Note: I'm assuming below that cards with index 1,2,3,4 are jacks,

    import Probability
    import Collection
    import Prelude
    import Monad

    insideStraight deck tries= do (card, rem) <- (selectOne deck)
                                  let straight = if (card < 4) then True else False in
                                      if (tries == 1 || straight)
                                          then return straight --If I got a straight, return True. If I have no tries left, return False.
                                          else insideStraight rem1 (tries - 1) --If I can try again, and I don't have a straight, do so.

    main =  do putStrLn "With no discards:"
               putStrLn (show (insideStraight [1 .. 48] 1))
               putStrLn "With one card discarded: "
               putStrLn (show (insideStraight [1 .. 48] 2))


I don't read Haskell, and though I tried searching for it, I was unsuccessful, so I figured I'd ask.

What's the "(card, rem) <- (selectOne deck)" notation mean? And does the "in" put the second if statement inside the else clause of the first if statement, or outside of it?

Thanks


The notation x <- f y means "f y returns a monadic value; take the next line (which is a monadic function) and apply it to x."

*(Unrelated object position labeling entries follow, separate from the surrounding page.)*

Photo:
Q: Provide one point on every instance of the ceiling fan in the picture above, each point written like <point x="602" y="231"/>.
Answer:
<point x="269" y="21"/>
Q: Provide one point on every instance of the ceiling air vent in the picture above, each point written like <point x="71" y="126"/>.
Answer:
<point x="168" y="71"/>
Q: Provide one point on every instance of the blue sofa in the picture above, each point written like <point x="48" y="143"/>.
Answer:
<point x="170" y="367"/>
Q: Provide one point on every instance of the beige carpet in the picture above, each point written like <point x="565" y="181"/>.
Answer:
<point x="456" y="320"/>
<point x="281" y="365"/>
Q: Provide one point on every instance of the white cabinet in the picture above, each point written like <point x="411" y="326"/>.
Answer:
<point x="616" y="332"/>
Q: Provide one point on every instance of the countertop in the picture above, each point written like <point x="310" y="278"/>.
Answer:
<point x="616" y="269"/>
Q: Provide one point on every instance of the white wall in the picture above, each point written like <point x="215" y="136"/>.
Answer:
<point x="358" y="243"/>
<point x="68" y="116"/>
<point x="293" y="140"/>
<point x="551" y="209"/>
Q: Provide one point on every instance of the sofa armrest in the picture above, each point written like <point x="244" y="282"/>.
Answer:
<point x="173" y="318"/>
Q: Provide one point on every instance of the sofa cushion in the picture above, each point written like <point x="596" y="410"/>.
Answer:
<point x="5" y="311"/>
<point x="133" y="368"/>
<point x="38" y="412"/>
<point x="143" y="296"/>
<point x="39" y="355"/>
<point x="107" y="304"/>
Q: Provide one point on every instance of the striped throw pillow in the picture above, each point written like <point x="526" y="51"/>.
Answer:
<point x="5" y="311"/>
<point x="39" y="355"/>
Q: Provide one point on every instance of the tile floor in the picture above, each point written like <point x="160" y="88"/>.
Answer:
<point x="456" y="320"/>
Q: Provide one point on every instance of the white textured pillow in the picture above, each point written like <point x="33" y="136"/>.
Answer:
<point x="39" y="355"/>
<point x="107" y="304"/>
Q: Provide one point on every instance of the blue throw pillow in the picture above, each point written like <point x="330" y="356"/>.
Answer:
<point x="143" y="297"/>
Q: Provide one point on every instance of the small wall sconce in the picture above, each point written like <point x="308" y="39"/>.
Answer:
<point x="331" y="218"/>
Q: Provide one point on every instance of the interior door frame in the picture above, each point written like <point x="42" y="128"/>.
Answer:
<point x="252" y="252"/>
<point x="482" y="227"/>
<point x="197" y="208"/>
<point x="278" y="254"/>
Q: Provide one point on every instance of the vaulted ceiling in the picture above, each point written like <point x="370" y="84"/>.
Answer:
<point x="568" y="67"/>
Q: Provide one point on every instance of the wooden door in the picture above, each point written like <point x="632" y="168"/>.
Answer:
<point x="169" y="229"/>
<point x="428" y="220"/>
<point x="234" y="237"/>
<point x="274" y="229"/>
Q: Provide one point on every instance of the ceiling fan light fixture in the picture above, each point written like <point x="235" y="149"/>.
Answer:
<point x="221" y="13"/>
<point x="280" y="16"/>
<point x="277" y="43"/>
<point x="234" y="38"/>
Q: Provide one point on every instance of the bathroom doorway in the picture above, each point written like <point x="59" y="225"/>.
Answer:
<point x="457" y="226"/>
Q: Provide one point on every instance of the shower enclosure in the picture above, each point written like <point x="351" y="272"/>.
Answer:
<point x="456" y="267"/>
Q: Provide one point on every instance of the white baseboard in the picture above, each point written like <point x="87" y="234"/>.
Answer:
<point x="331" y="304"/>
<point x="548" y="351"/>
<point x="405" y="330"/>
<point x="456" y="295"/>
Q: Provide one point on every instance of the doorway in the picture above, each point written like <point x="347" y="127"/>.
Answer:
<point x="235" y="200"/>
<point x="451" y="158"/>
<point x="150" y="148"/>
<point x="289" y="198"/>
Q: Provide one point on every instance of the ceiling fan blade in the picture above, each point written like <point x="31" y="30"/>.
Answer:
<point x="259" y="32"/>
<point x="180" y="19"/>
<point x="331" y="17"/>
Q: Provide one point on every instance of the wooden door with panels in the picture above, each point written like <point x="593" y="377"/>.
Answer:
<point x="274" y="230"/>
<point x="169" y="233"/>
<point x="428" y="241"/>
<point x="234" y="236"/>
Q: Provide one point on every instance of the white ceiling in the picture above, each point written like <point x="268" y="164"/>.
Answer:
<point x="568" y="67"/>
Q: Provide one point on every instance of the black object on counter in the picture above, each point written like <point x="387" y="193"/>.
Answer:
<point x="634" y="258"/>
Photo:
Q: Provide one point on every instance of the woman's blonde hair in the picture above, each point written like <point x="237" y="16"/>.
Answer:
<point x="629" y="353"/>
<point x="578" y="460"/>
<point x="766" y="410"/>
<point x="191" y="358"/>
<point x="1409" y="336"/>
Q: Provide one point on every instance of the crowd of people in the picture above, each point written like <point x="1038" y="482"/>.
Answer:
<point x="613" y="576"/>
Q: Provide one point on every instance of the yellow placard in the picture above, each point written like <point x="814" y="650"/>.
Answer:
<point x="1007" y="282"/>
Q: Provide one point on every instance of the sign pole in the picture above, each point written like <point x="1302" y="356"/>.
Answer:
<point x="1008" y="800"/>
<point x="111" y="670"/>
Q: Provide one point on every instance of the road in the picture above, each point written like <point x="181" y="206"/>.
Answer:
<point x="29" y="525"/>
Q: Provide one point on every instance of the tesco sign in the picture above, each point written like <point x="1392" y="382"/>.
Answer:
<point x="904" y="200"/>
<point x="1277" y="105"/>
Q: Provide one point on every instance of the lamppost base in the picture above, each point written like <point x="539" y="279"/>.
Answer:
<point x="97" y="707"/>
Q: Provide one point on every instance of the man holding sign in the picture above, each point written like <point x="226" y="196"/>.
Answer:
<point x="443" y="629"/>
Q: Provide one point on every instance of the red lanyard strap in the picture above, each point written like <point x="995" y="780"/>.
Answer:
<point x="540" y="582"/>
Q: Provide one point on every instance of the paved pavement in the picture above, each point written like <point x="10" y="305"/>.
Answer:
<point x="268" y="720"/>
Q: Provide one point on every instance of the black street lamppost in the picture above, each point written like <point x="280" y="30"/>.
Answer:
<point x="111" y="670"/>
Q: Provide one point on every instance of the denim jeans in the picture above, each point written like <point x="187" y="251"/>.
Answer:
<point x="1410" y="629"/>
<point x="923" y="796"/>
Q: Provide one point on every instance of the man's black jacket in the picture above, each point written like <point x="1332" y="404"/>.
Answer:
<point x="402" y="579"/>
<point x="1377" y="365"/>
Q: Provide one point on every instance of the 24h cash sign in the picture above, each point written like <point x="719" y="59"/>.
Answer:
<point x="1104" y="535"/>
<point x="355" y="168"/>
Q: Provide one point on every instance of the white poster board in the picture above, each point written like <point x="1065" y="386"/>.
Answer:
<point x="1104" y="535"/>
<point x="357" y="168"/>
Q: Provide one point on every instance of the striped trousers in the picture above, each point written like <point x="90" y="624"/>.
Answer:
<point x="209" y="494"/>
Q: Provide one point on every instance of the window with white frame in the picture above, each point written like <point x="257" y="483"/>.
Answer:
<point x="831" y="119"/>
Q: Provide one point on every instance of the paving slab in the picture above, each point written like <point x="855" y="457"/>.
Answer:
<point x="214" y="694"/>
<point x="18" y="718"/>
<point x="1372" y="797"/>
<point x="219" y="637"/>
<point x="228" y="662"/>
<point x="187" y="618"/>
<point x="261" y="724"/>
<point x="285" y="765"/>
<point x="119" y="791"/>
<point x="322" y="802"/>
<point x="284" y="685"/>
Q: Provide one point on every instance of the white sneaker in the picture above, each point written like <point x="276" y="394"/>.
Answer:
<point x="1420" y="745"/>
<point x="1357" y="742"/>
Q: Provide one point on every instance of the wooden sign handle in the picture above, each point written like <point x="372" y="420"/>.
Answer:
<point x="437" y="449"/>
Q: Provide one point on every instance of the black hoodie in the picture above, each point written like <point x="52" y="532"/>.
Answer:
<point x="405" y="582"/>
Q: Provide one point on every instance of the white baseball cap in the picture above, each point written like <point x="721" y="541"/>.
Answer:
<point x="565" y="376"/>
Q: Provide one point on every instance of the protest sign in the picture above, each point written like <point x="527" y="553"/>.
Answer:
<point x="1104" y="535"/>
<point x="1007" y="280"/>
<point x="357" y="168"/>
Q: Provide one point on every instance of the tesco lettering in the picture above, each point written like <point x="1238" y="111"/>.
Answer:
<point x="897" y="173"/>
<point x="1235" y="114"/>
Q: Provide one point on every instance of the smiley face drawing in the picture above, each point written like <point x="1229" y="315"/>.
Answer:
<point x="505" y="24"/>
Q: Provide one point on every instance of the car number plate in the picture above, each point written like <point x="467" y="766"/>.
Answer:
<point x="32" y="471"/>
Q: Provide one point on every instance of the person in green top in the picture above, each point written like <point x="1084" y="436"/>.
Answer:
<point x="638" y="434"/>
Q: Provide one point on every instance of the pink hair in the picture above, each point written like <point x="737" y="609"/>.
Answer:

Naively, you can think of x <- f y as pulling the value out of the monad. Now you can apply non-monadic functions to it. In a certain sense, this is true. However, by the time the do statement is finished, you will need to push it back in (the return statement). So you can only pull stuff out of the monad if you immediately put it back in (otherwise you get a type error).

(card, rem) is simply unpacking a 2-tuple, containing the card and the remaining deck (after picking 1 element).

The "let straight = ... in \newline (some statement)" means exactly what it sounds like. "let x = 3 in xx" means "take the statement xx, replace x by 3, you get 3*3=9".